- Dmanisi historic site
- Flag Seal
- Interactive map of Dmanisi Municipality
- Country: Georgia
- Mkhare: Kvemo Kartli
- Administrative centre: Dmanisi

Government
- • Type: Mayor–Council
- • Body: Dmanisi Municipal Assembly
- • Mayor: Koba Muradashvili (GD)

Area
- • Total: 1,198.8 km^{2} (462.9 sq mi)

Population (2021)
- • Total: 20,922
- • Density: 17.452/km^{2} (45.202/sq mi)

Population by ethnicity
- • Azerbaijanis: 65,5 %
- • Georgians: 33,1 %
- • Armenians: 0,5 %
- • Greeks: 0,5 %
- • Russians: 0,4 %
- Time zone: UTC+4 (Georgian Time)
- Website: dmanisi.gov.ge

= Dmanisi Municipality =

Dmanisi (დმანისის მუნიციპალიტეტი, Dmanisis munitsip’alit’et’i) is a municipality in Georgia's southern region of Kvemo Kartli, covering an area of 1198.8 km2. As of 2021 it had a population of 20,922 people.
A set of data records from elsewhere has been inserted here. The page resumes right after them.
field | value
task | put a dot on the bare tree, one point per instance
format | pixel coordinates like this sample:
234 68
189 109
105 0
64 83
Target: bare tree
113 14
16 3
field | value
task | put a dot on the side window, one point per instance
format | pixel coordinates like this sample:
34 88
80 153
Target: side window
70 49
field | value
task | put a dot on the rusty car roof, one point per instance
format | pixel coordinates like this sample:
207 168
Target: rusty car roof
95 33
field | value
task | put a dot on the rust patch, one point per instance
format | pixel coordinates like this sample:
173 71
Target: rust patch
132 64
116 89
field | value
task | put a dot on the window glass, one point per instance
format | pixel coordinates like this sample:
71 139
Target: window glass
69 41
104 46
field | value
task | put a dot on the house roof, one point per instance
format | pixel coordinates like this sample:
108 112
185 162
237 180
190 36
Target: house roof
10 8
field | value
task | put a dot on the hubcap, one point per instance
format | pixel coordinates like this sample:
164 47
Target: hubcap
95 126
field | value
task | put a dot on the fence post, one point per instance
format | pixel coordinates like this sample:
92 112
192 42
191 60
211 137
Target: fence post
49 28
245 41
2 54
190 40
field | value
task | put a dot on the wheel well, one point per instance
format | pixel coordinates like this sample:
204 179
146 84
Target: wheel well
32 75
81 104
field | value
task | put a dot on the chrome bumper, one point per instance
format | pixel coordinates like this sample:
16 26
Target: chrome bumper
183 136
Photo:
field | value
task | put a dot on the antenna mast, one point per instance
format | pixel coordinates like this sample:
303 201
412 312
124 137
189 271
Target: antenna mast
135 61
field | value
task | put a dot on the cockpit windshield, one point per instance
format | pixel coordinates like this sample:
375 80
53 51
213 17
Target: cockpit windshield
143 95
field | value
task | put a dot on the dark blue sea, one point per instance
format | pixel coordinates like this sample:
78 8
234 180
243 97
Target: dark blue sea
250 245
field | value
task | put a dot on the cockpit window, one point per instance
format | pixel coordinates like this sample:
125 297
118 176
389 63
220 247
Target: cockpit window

The city of Dmanisi is its administrative centre.

== Geography ==
The municipality of Dmanisi is bordered to the north by Tsalka Municipality, to the northeast by Tetritsqaro Municipality, the east by Ninotsminda Municipality, and to the west by Bolnisi Municipality. The south is also located along the Armenia–Georgia border.

Most of the municipality is occupied by low mountain ranges, which are forested in the eastern part and reach heights of 1,500–1,900 m at the ridges. In the sparsely populated western part, the Javakheti Range rises to about 3,000 m; the highest peaks on the range's border with the Meskhetia-Javakheti region are Emlikli (3,054 m) and Aghrikari (2,972 m).

==Administrative divisions==
Dmanisi municipality is administratively divided into 15 communities (თემი, temi) with 57 villages (სოფელი, sopeli) and one city (Dmanisi).

==Population==
The population of Dmanisi Municipality is 20,922 according to the 2021 estimate, which is a slight increase from the last census of 2014 (19,141). The ethnic composition is 31.2% Georgian, 65.5% Azerbaijani. The population density is 17.5 people per square kilometer.

Population Dmanisi Municipality
|  | 1923 | 1939 | 1959 | 1970 | 1979 | 1989 | 2002 | 2014 | 2021 |
| Dmanisi Municipality | - | 33,975 | +34,174 | +43,785 | +44,075 | +52,208 | −28,034 | −19,141 | +20,922 |
| Dmanisi | 670 | +1,871 | +4,778 | −4,076 | +4,530 | +8,650 | −3,427 | −2,661 | +2,920 |
Data: Population statistics Georgia 1897 to present. Note:

==Politics==
Dmanisi Municipal Assembly (Georgian: დმანისის საკრებულო, Dmanisi Sakrebulo) is the representative body in Dmanisi Municipality, consisting of 30 members which are elected every four years. The last election was held in October 2021. Koba Muradashvili of Georgian Dream was elected mayor.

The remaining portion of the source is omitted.